Car

Car Jokes

When they say you live by the sword, you die by the sword, not in Paul Walker's case. He lived by the car, died by a tree. Well, I guess the car was stumped.

What's the last thing to go through a fly's head as it hits a car's windshield at 100 mph?

Its ass.

Today I found out that my cat got hit by a car accident. Well, I guess I'm gonna play ninja fruits on my hands again. It's not like anyone will notice.

I was visiting an orphanage and started to pull in close to the building. My car hit 3 speed bumps, and it caught me off guard. I got out of my car, looked under my tire, and saw three orphans wedged in my tire. I started to get worried, but then I thought to myself... nobody will miss them.

The daughter of an incestuous pedophile goes into the living room where he is watching TV and asks him if she can borrow the car that evening.

"Sure honey!

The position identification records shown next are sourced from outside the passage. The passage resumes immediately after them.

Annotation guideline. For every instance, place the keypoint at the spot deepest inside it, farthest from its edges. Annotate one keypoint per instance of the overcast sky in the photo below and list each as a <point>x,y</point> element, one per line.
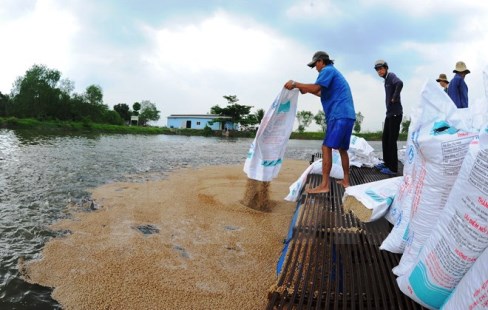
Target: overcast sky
<point>185,55</point>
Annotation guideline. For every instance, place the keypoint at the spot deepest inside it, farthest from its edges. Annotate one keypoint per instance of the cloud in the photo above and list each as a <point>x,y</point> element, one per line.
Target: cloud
<point>43,35</point>
<point>222,43</point>
<point>306,9</point>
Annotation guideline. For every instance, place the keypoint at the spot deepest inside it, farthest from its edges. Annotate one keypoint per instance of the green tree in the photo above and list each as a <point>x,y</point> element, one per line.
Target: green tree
<point>37,94</point>
<point>136,107</point>
<point>4,101</point>
<point>304,120</point>
<point>239,114</point>
<point>406,125</point>
<point>94,95</point>
<point>320,120</point>
<point>358,122</point>
<point>123,110</point>
<point>149,112</point>
<point>93,107</point>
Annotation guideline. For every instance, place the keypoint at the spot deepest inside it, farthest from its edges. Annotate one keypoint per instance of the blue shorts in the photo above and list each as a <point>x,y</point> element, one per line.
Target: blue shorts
<point>338,135</point>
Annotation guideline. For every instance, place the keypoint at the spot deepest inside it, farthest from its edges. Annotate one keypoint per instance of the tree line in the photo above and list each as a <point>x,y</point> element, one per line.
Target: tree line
<point>42,94</point>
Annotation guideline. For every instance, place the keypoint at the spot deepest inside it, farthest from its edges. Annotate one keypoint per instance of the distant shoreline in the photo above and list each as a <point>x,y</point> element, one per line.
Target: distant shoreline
<point>54,127</point>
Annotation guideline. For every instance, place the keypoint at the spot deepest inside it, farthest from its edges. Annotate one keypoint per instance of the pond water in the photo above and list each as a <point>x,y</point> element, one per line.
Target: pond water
<point>41,174</point>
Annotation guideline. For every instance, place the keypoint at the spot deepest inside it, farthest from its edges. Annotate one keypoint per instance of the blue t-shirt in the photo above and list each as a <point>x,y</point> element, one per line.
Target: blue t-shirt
<point>458,91</point>
<point>336,96</point>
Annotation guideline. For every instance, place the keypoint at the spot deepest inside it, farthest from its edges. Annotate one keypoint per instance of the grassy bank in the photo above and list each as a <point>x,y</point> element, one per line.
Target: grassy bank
<point>61,126</point>
<point>66,127</point>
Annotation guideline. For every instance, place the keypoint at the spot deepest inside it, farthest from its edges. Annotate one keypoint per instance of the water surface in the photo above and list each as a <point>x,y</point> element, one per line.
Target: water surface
<point>42,174</point>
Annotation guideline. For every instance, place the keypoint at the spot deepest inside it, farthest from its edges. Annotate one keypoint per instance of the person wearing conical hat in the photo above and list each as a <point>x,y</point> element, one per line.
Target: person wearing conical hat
<point>443,81</point>
<point>458,90</point>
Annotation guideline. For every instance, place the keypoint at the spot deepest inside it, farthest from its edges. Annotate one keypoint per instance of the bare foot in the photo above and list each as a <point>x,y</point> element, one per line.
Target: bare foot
<point>318,190</point>
<point>344,184</point>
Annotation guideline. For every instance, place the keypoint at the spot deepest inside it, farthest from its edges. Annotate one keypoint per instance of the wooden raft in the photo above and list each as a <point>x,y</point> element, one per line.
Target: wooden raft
<point>331,260</point>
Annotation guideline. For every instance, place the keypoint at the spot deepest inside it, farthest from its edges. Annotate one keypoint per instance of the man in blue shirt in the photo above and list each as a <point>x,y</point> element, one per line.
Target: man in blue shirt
<point>336,97</point>
<point>458,90</point>
<point>393,119</point>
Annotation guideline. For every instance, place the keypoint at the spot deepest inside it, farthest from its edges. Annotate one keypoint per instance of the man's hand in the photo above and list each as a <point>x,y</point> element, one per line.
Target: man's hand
<point>290,85</point>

If you suck my dick!"

So she gets down on him but something is wrong. She pops her head up and says: "Dad! This tastes like shit!"

"Oh yeah, I forgot," says the father. "I already gave your brother the car for tonight."

"Yes, officer! It was a requirement to run over that child. It matched perfectly with the beat drop!"

Imagine someone leaving a cut-out of Jeff Bezos on your car after you found out your blind bf cheated on you, and the McDonald's employee says over the speaker, "Weren't expecting him to see other hoes were you?"

I learned my dad got into a car crash this morning.

And my driver's license got revoked too.